When did I last leave? I thought about it but couldn’t remember. After I’d walked out of Penn’s, I’d come here and picked up all the cases I’d been working on before Beulah’s unwanted reappearance in my life. And then once I’d finished them, I picked up more. Celia Ellington, and the rest of my clients, all a thousand times more deserving than Johnson Maynard, whose case was still on hold with the courts while Cody was hunting down the new trail of accounts and assets he’d been hiding.

“I don’t know,” I replied. “Why aren’t you at work anyway?”

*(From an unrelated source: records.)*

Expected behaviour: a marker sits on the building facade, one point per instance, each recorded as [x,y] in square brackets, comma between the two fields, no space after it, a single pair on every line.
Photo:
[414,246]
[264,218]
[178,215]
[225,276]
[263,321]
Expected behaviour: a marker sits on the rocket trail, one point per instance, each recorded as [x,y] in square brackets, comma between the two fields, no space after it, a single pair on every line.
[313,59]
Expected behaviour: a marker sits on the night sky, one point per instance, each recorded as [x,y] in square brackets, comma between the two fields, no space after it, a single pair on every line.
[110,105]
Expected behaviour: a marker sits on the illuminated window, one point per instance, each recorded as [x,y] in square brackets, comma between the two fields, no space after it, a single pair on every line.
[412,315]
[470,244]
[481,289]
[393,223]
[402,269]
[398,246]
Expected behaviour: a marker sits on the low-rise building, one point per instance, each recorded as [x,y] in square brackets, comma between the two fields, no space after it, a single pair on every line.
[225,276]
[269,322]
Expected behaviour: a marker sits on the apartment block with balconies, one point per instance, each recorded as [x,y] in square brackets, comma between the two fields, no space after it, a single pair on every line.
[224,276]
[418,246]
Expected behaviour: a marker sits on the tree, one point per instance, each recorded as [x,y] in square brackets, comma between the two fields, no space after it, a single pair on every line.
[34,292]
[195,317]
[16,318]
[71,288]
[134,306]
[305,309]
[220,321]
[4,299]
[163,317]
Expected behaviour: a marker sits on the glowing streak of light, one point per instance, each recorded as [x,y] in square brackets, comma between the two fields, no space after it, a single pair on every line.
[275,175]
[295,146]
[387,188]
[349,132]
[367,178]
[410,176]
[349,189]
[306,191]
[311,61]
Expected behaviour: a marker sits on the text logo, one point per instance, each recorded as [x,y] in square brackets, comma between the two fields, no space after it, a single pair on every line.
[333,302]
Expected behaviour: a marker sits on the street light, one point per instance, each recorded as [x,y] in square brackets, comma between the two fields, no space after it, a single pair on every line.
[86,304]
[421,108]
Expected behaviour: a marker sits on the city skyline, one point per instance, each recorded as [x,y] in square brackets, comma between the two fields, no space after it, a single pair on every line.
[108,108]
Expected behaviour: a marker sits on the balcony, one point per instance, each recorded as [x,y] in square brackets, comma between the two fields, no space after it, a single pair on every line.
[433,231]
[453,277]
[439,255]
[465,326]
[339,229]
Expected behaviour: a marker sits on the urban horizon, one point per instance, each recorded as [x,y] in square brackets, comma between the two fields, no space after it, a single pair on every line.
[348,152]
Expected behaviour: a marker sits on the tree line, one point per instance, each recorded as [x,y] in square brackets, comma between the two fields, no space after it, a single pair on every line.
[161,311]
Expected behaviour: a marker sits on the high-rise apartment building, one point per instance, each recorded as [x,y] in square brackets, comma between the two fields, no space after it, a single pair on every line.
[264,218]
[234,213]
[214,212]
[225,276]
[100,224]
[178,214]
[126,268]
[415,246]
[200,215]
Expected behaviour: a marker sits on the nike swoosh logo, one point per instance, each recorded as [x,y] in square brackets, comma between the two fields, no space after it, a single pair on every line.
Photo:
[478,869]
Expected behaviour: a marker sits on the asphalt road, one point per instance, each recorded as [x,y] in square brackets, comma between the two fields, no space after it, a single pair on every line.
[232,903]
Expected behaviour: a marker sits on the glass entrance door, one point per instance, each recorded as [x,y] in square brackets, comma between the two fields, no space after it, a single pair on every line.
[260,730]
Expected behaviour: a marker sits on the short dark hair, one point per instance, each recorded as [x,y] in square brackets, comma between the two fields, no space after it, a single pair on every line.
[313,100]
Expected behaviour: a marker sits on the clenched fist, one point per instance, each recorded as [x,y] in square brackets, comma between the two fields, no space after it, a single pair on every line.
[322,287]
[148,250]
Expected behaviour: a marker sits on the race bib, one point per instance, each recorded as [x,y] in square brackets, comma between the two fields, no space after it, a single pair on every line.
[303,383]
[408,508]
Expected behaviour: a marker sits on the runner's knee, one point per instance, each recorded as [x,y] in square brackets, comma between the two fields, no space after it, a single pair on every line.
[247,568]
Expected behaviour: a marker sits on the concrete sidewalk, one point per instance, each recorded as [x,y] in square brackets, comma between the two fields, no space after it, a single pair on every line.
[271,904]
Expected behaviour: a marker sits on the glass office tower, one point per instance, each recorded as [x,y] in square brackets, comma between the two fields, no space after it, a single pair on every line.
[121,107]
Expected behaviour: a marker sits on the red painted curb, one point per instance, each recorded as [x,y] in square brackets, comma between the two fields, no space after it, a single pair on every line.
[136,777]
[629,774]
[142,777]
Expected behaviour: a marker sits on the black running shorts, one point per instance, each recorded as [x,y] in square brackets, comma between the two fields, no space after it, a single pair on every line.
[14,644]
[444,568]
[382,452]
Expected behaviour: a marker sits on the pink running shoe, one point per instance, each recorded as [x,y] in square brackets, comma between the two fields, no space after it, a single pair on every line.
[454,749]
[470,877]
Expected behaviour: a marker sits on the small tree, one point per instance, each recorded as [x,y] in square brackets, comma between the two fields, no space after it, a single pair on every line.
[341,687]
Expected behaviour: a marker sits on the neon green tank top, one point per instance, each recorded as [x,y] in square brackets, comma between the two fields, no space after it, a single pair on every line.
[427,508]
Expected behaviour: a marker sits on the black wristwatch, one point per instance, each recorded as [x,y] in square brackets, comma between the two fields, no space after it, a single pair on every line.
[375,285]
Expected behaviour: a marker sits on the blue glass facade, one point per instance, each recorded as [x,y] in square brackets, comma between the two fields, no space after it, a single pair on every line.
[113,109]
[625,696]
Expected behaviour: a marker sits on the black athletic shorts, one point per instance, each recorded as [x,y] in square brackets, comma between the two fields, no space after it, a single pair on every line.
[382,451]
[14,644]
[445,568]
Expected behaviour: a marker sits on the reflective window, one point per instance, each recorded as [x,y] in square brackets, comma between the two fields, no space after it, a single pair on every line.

“It’s Sunday,” Murray replied simply.

Huh. Sunday. That must be why the office was so quiet, and why Sabrina hadn’t been answering when I’d called her name.

“If you’d checked your phone,” he scolded, using his new ‘dad voice’ like I was an errant child, “you’d see I’ve been trying to get ahold of you. Have you even had the news on? Are you aware at all about what’s been happening in the outside world? Or even outside this cesspit of an office? Honestly, Raferty, you’ll need this room fumigated!”

I picked up a half empty bottle of water and gulped down the rest of it, suddenly desperately thirsty.

“I’ve been busy! I’ve been catching up on all the work time I’ve wasted the last month!” I refrained from adding it was all because of Beulah Holmes.

In response, he flung the Sunday edition of the New York Times on my desk.

The front page showed a full bleed image of twenty to thirty FBI agents carrying boxes out of a building. Three pairs of guys were lifting what looked like massive computer servers into a marked truck. There were only five words printed on the entire page:

AUTHORITIES RAID CHICAGO LAW FIRM

“What’s this?”

He pointed to the building, tapping on the image. “This is Feather Smythe Jones.”

My neck snapped back as my eyes shot to his then back to the papers I’d snatched up for a closer look.

Holy shit.

Fuck.

Actual fuck.

Beulah.

I turned the page, my stomach dropping to its lowest levels since last Tuesday when Cody had been waiting for me off the elevator and delivered the news that I’d been sleeping with a traitor. I wonder if this was how Washington felt after Benedict Arnold defected to the British.

All the words missing from the front page were crammed into the next two, three, four text dense pages, broken up with more images of FBI agents standing outside the office building.

In a joint operation between dedicated teams belonging to the divisions of fraud, tax evasion, and organized crime, an FBI Task Force raided the Chicago headquarters of international law firm Feather Smythe Jones and Partners yesterday searching for evidence of illegal activity, following a detailed data leak.

The leak, which tied together a comprehensive and vast cache of evidence the authorities have collected, resulted in the raid on the offices at six a.m. Saturday morning.

“We have been monitoring the unlawful practices of Feather Smythe Jones and Partners for the past eleven months. This morning’s arrest is the result of the hard work and dedication of the team, and a significant breakthrough in cracking down on illicit financing by anonymous shell companies and organizations which facilitate them.” Special Agent in Charge, Ray Diggs, confirmed in a press conference.

I scanned through the pages for Beulah’s name, but didn’t see it. No one was mentioned. There was also nothing in the images beyond the familiar yellow lettering on the back of the agents’ navy jackets as they returned into the building for more evidence.

Besides, she wasn’t in Chicago. She was still here, ruining my city.